Así, considera que no existe razón de orden legal o reglamentaria que determine que los funcionarios y empleados de la rama judicial que laboren durante la vacancia judicial de semana santa, se les otorguen compensatorios en tiempo- Por lo que, estima que se debe dar aplicación al parágrafo 3° del artículo 108 del Decreto 1660 de 1978. En ese orden de ideas, estima que tal situación desconoce la ley y los precedentes jurisprudenciales, con lo que se vulneran los derechos fundamentales a la igualdad, descanso remunerado y trabajo en condiciones dignas, ocasionando un perjuicio irremediable, dado que, sus peticiones no han sido atendidas y los derechos laborales prescriben cada 3 años, por lo que, aduce, ya ha perdido lo correspondiente a dos años.

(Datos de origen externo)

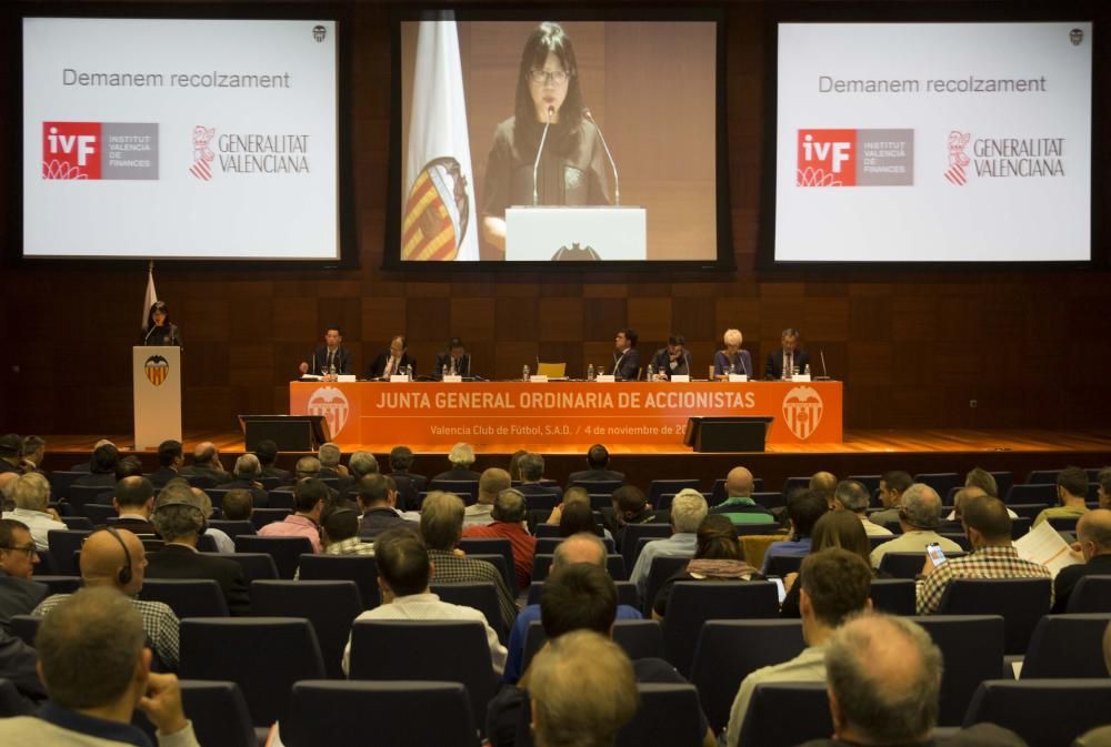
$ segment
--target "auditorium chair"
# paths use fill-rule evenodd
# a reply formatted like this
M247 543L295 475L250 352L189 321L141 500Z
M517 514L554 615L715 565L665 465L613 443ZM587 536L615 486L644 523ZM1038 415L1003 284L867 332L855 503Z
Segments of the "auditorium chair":
M238 684L254 726L286 718L293 683L324 677L316 632L303 617L191 617L181 620L180 638L178 676Z
M943 674L938 723L957 726L969 698L984 679L1003 669L1003 618L999 615L923 615L921 625L941 649Z
M258 512L254 512L258 513ZM312 554L308 537L259 537L241 534L236 537L237 553L268 553L274 559L279 578L292 578L302 554Z
M621 646L631 659L664 658L663 628L650 619L613 620L613 643ZM524 634L524 654L521 659L521 672L529 668L532 657L547 643L544 627L539 620L533 620Z
M618 588L618 604L640 609L640 597L637 596L637 585L631 581L615 581L613 585ZM540 595L543 592L544 582L534 581L529 584L529 596L527 604L540 604Z
M1002 615L1007 620L1003 653L1022 654L1038 618L1049 612L1049 578L957 578L949 584L940 615Z
M790 662L807 647L802 620L708 619L694 647L690 682L714 734L725 728L741 682L761 667Z
M472 714L458 682L302 680L290 694L281 740L287 747L476 747Z
M433 578L434 581L434 578ZM470 607L482 613L487 623L498 634L498 639L504 644L509 639L506 622L501 617L501 605L498 602L498 589L486 581L458 582L453 584L432 584L432 594L443 602Z
M1099 652L1108 623L1111 614L1107 613L1043 615L1030 636L1021 677L1103 679L1108 669Z
M382 603L378 590L378 562L373 555L301 555L300 581L352 581L363 609Z
M833 734L825 683L757 685L741 724L744 747L794 747Z
M499 679L486 635L483 625L470 620L357 620L348 674L351 679L461 683L474 723L483 724Z
M351 624L362 613L359 587L350 581L257 581L251 584L251 614L304 617L312 624L324 670L343 679L343 647Z
M1108 704L1108 678L989 679L972 696L964 726L988 721L1015 731L1032 747L1069 747L1107 724Z
M228 602L211 578L144 578L139 598L169 605L179 619L228 616Z
M277 581L278 566L269 553L220 553L220 557L234 561L243 571L243 583L252 581Z
M34 578L38 581L39 577ZM1070 615L1111 612L1111 576L1084 576L1081 578L1069 596L1069 606L1065 612Z
M869 590L872 609L889 615L914 614L914 582L910 578L873 578Z
M775 585L768 581L678 582L663 618L668 660L688 677L702 625L711 619L767 619L779 616Z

Por tanto, solicita se ordene a la Dirección de Administración Judicial de Tunja expedirle en forma inmediata la certificación de disponibilidad presupuestal para sus 25 días de vacaciones. Asimismo, que se ordena a la Juez Primera Penal Municipal con Función de Control de Garantías de Tunja, concederle las vacaciones que ha solicitado por el término de 25 días, a las que tiene derecho”.

2. EL FALLO IMPUGNADO La Sala Penal del Tribunal Superior de Bogotá negó por improcedente la petición de amparo al considerar que: 1. En contra de la respuesta dada por la Dirección Ejecutiva de Administración Judicial Seccional Boyacá, por medio de la cual se negó la solicitud del actor para la expedición el certificado de disponibilidad presupuestal para el disfrute de vacaciones por 25 días, interpuso los recursos de reposición y apelación, siendo negado el primero y en la actualidad, hallándose pendiente la resolución del segundo por parte de la Dirección Ejecutiva Nacional de Administración Judicial.

Así, el trámite para agotar la vía gubernativa se encuentra actualmente en curso, luego de lo cual el peticionario cuenta incluso con la acción de nulidad y restablecimiento del derecho para insistir en sus planteamientos, de manera que no se cumple con el requisito de subsidiariedad de la tutela. 2. Máxime, cuando el accionante no demostró la ocurrencia de un perjuicio irremediable, el cual por el contrario es descartable en la medida que labora para la rama judicial y devenga su salario, mientras que se le ha reconocido su derecho a gozar de 22 días de vacaciones, siendo distinto que haya optado por postergarlas.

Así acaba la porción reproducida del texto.